UK employees see wage growth of 62% over 25 years

Full-time employees in the UK are earning 62% more than they were 25 years ago, the Office for National Statistics (ONS) said today.

As of April 2011 the average full-time wage had risen to around GBP12.62 per hour excluding overtime. This represents a cash increase of 226% compared with 1986, when the average wage was GBP3.87 per hour. After adjusting for price increases over the 25-year period, full-time employees were on average 62% better off in 2011 than in 1986.

Importantly, the increase in pay was not evenly spread and earnings grew most for those at the top end of the scale. The top 1% of earners enjoyed the biggest increase between 1986 and 2011, at 117%, and the top 10% saw an increase of 81%.

The bottom 10% saw wage growth of 47%, although the very lowest earners did better – especially after the introduction of the National Minimum Wage in 1998. Across the 25 years the bottom earners had a 70% increase in pay. Since 1998 those at the very bottom end of the earnings distribution have seen a real increase of 51%, compared with an increase of 30% for the top 1%, the ONS reported.

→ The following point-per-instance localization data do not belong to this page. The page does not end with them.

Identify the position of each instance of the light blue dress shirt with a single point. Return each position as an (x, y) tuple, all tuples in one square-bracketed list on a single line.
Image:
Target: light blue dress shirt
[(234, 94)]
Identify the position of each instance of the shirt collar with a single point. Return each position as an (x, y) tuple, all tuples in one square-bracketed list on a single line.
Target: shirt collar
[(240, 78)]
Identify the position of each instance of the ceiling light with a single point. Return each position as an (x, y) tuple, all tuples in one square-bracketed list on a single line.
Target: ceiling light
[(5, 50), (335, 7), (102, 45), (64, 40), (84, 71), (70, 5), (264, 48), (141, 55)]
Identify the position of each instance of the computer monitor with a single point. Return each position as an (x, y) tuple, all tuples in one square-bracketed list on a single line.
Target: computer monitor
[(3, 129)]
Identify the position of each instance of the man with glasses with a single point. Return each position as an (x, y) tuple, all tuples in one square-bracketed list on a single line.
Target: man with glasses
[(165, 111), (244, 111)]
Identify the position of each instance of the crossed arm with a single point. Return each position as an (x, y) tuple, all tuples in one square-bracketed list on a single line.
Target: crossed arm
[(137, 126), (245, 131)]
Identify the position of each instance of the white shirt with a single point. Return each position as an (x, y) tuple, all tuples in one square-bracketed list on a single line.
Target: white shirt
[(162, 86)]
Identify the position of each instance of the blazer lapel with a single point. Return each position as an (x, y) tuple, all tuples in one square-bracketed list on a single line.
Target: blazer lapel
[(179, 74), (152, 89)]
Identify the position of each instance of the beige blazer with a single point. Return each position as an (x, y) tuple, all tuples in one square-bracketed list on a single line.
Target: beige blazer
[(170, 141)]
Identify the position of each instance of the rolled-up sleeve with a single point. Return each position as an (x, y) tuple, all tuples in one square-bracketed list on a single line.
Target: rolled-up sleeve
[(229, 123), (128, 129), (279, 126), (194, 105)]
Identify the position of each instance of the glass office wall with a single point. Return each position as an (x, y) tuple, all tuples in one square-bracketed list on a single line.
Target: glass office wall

The UK’s national trade union centre, the TUC, noted that the minimum wage has provided an important pay boost to the very poorest workers, but that inequality has risen throughout the UK over the last quarter of a century.

TUC General Secretary Brendan Barber said that the cost of the economic crisis has been passed on to workers on average incomes, with those near the bottom suffering the greatest loss, and he called for the minimum wage to continue rising in order to help the very poorest workers. More employers should pay a living wage to help the low-paid, he added.

Looking specifically at the effects of the economic downturn of the last five years, the ONS report reveals that people at all income levels experienced drops in real earnings in the period 2007-2011, with wage growth failing to keep pace with price rises. This stands in contrast to the four-year period covering the recession of the early 1990s, in which real wage growth was positive across the scale.

A separate report released yesterday by Incomes Data Services, part of Thomson Reuters, showed that total earnings for FTSE-100 directors have increased by around 10% over the last year. Although salary growth was in line with inflation and bonuses were down on the previous year, there was a big rise in the value of vested long term incentive plan awards.

Simon Walker from the Institute of Directors commented that the level of FTSE directors’ pay in some cases remains excessive, and incentives are often not properly linked to the long-term fortunes of the company. He said that shareholders have a role to play in working with boards to make sure that directors are judged on a range of criteria that reward genuine long-term performance, not just on fluctuations in the stock market.